La scorsa settimana questo pensatoio cui hanno aderito molti hollandiani storici, tra cui l’ex segretario di stato, André Vallini, e il presidente della Regione Nuova-Aquitania, Alain Rousset, ha pubblicato un libro bianco intitolato “Protéger mieux pour travailler mieux” e indirizzato all’Eliseo: “Questo libro contiene trenta proposte sulla formazione professionale, l’apprendistato, l’indennità di disoccupazione, la governance delle imprese e l’uguaglianza tra donne e uomini, volte ad assicurarsi che le riforme avviate da Macron vadano nella direzione della giustizia sociale e del progresso condiviso. Vogliamo che ci sia maggiore protezione nel mondo del lavoro”, dice Vuillemot, prima di aggiungere: “Siamo i primi a formulare delle proposte concrete, che, speriamo, verranno incluse nelle riforme che Macron lancerà nel 2018. Siamo un think tank che riflette, produce degli studi, ma vuole anche essere operativo, intervenire nel dibattito”. Come raccontato dal Monde, Démocratie vivante è l’erede, in un certo senso, di Réseau 812, think tank nato nel 2013 che si proponeva di accompagnare le riforme sociali di François Hollande. Il fondatore di quel pensatoio che riuniva sindacalisti e attori del mondo dell’impresa era Jacky Bontems, ex numero due del sindacato riformista Cfdt, oggi vicepresidente di Démocratie vivante. Con lui e Villemot ci sono anche molti giovani della società civile che hanno votato Macron e volevano trovare un luogo dove potersi esprimere. E politici più navigati, come l’ex deputato Ps, Arnaud Leroy. “Non dobbiamo inquinare il funzionamento della République en marche con delle correnti. Un club di riflessione esterno è la cosa migliore”, sostiene Leroy. Nel comitato consultivo di orientamento c’è anche Jean-Yves Le Drian, attuale ministro degli Esteri francesi, uno dei primi hollandiani di ferro a puntare su Macron quando era in campagna elettorale. “Dinanzi alla rapida trasformazione del mondo del lavoro e del mondo dell’impresa sotto la doppia spinta della globalizzazione e della rivoluzione digitale, la Francia non può scegliere la via del ripiegamento, a meno che non voglia diventare una nuova Corea del nord”, scrive Villemot nell’introduzione del white paper.

 

Démocratie vivante è soltanto l’ultimo arrivato dei think tank della galassia macronista, che contava già la Gauche Libre, Les Gracques e l’Institut Montaigne. “Macron dà molta importanza al dialogo con i centri studi.
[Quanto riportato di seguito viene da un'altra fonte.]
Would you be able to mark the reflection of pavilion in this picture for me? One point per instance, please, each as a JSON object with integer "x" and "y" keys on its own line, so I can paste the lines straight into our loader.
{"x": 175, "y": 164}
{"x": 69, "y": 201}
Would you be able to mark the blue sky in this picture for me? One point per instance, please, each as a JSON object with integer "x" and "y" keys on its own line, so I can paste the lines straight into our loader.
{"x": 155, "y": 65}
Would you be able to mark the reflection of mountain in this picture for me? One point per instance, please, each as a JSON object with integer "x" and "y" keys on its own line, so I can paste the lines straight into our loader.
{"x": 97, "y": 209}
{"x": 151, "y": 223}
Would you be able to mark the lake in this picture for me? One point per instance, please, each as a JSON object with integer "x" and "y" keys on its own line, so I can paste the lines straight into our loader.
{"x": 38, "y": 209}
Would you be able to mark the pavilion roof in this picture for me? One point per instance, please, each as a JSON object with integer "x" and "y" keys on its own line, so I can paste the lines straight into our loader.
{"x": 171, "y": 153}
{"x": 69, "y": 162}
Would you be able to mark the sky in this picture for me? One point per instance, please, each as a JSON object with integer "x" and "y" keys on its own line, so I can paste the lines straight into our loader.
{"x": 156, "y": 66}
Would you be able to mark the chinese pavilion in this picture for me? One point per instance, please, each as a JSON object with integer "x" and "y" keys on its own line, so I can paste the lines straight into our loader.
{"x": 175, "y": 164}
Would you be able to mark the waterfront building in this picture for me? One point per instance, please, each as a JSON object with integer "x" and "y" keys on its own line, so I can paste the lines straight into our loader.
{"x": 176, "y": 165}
Ama lo scambio di opinioni, approfondire, dibattere ed è perennemente alla ricerca di nuove idee”, dice Villemot, prima di concludere: “Macron non parla soltanto di riforme, ma di trasformazione della società. Bisogna andare più lontano, perché non ci si può accontentare di fare le riforme. E’ necessario trasformare il paese e la società”.